C'est ce troisième volet qui retient l'attention. Micron, coté au Nasdaq sous le symbole MU, n'achète pas seulement des parts dans une startup prometteuse : il s'attache à l'un des principaux consommateurs de mémoire haute performance du secteur. Pour Anthropic, faire entrer un fabricant de puces mémoire à son capital, c'est sécuriser une chaîne d'approvisionnement critique à une époque où les tensions sur les composants avancés restent vives.

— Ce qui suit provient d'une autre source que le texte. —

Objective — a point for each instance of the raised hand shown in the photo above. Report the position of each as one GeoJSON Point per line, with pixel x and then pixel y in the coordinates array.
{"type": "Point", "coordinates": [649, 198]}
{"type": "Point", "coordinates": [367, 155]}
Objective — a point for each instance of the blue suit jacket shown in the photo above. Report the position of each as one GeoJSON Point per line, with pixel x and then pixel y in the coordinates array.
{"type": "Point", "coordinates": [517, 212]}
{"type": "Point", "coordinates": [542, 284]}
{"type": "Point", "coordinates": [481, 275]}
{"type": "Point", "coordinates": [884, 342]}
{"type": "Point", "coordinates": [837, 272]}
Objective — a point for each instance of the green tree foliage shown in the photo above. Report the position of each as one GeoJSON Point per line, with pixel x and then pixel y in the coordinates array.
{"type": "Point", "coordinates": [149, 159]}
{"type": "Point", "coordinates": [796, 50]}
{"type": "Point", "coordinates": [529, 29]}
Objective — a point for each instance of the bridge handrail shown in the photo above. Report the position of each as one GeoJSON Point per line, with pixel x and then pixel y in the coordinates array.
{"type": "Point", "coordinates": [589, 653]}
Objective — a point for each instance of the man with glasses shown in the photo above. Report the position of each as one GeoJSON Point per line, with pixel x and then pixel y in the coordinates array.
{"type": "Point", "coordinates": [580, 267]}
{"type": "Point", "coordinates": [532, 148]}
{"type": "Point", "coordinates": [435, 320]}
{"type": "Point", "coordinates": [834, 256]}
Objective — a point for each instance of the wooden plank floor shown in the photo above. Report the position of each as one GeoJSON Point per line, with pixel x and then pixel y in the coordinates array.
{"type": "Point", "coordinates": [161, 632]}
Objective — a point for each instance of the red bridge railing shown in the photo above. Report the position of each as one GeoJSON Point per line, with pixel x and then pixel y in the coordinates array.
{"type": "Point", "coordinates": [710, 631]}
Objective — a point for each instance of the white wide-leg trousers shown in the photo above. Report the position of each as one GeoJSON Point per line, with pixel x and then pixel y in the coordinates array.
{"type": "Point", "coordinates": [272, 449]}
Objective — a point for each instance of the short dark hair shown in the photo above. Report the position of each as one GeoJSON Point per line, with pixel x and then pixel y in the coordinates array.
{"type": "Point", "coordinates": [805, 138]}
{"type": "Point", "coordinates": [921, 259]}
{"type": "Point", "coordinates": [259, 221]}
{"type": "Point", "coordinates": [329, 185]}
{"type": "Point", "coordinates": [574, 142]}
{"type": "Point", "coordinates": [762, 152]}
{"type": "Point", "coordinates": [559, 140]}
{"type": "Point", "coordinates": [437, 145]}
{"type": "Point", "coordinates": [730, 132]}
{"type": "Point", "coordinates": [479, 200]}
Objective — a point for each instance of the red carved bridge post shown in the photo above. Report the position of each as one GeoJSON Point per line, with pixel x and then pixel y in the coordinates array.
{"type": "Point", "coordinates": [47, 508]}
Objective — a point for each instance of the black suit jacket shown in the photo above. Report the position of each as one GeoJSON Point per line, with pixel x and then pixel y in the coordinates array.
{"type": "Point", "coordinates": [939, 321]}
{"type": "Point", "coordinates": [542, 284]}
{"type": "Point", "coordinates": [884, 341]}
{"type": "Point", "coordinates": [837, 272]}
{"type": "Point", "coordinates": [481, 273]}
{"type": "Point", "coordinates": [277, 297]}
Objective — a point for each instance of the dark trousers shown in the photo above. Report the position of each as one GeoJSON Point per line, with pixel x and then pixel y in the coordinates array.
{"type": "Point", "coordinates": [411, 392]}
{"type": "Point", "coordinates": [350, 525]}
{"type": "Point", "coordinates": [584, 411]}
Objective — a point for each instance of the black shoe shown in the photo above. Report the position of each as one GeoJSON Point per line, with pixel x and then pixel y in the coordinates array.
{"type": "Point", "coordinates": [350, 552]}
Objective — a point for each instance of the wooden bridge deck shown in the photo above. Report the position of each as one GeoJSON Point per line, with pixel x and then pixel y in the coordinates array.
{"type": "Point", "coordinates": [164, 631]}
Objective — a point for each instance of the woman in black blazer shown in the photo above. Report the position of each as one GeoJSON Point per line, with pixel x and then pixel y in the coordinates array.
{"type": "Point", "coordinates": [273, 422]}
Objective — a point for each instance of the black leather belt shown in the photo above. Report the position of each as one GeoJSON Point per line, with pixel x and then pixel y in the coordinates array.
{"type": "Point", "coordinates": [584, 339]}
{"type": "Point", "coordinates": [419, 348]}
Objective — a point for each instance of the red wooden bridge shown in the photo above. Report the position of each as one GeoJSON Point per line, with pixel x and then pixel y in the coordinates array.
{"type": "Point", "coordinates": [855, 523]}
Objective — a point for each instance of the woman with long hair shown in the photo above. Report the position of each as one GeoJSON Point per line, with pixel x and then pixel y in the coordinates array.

Pourquoi la mémoire est devenue un enjeu stratégique
Entraîner et faire tourner des modèles de la taille de Claude exige des quantités massives de mémoire à très haute bande passante. La HBM (High Bandwidth Memory) est depuis quelques années le composant le plus disputé de l'industrie, dominé par Samsung et SK Hynix, avec Micron qui cherche à renforcer sa position. Dans ce contexte, un accord de co-design avec Anthropic n'est pas anodin : il permet à Micron d'orienter ses feuilles de route en fonction des besoins réels d'un laboratoire frontier, plutôt que de concevoir des puces dans l'abstrait.
La co-conception d'architecture, c'est concrètement la possibilité de spécifier ensemble la topologie mémoire, les latences, les interfaces, en fonction des charges de travail spécifiques à l'inférence et à l'entraînement de grands modèles de langage. Anthropic apporte une connaissance fine de ses propres goulots d'étranglement ; Micron, la capacité industrielle pour les résoudre. Le résultat attendu : des systèmes IA qui font moins de compromis entre performance et efficacité énergétique.
Un accord à trois faces
L'accord tel qu'il est présenté par Micron dans son communiqué aux investisseurs s'articule autour de trois axes distincts mais complémentaires. D'abord, le co-design : les deux entreprises travailleront ensemble sur les prochaines générations de solutions mémoire et stockage pensées pour l'IA. Ensuite, un volet supply-and-demand : Micron s'engage sur l'approvisionnement d'Anthropic en composants, une garantie non négligeable dans un marché où les délais de livraison peuvent peser sur les calendriers de déploiement. Enfin, Micron adoptera Claude en interne pour ses propres usages enterprise, ce qui fait d'Anthropic un fournisseur de l'entreprise en même temps qu'un partenaire et une participation au portefeuille.
Cette structure tripartite est devenue presque un modèle dans l'industrie. Microsoft avec OpenAI, Amazon avec Anthropic via AWS : les grands acteurs de l'infrastructure ont appris qu'un chèque seul ne suffit pas à créer une relation durable. Il faut des contrats croisés, des dépendances mutuelles, pour que le partenariat tienne dans la durée et survive aux cycles de valorisation.
Micron mise sur l'IA pour sortir du cycle commodity
Pour Micron, l'enjeu dépasse le seul partenariat avec Anthropic. Le fabricant subit depuis des décennies la cyclicité brutale du marché mémoire, où les prix s'effondrent dès que l'offre dépasse la demande. L'IA générative offre une sortie partielle de cette logique commodity : les puces mémoire optimisées pour les charges IA se négocient à des prix bien supérieurs aux DRAM standard, avec des marges qui suivent.
En s'associant étroitement à Anthropic pour co-concevoir des solutions dédiées, Micron construit un argument différenciant face à ses concurrents coréens. L'entreprise positionne explicitement cet accord comme un levier pour « scaler l'infrastructure IA next-gen », selon les termes de son communiqué. Les analystes suivront de près dans les prochains trimestres si cette stratégie se traduit dans les carnets de commandes.
Pour Anthropic, qui a levé des milliards de dollars ces dernières années auprès d'Amazon, Google et d'autres, l'entrée de Micron au capital ressemble moins à un besoin de liquidités qu'à une manœuvre d'intégration verticale progressive. Contrôler, ou du moins influencer, la pile matérielle jusqu'à la mémoire : c'est l'ambition que l'accord laisse entrevoir, à défaut de détailler les montants en jeu.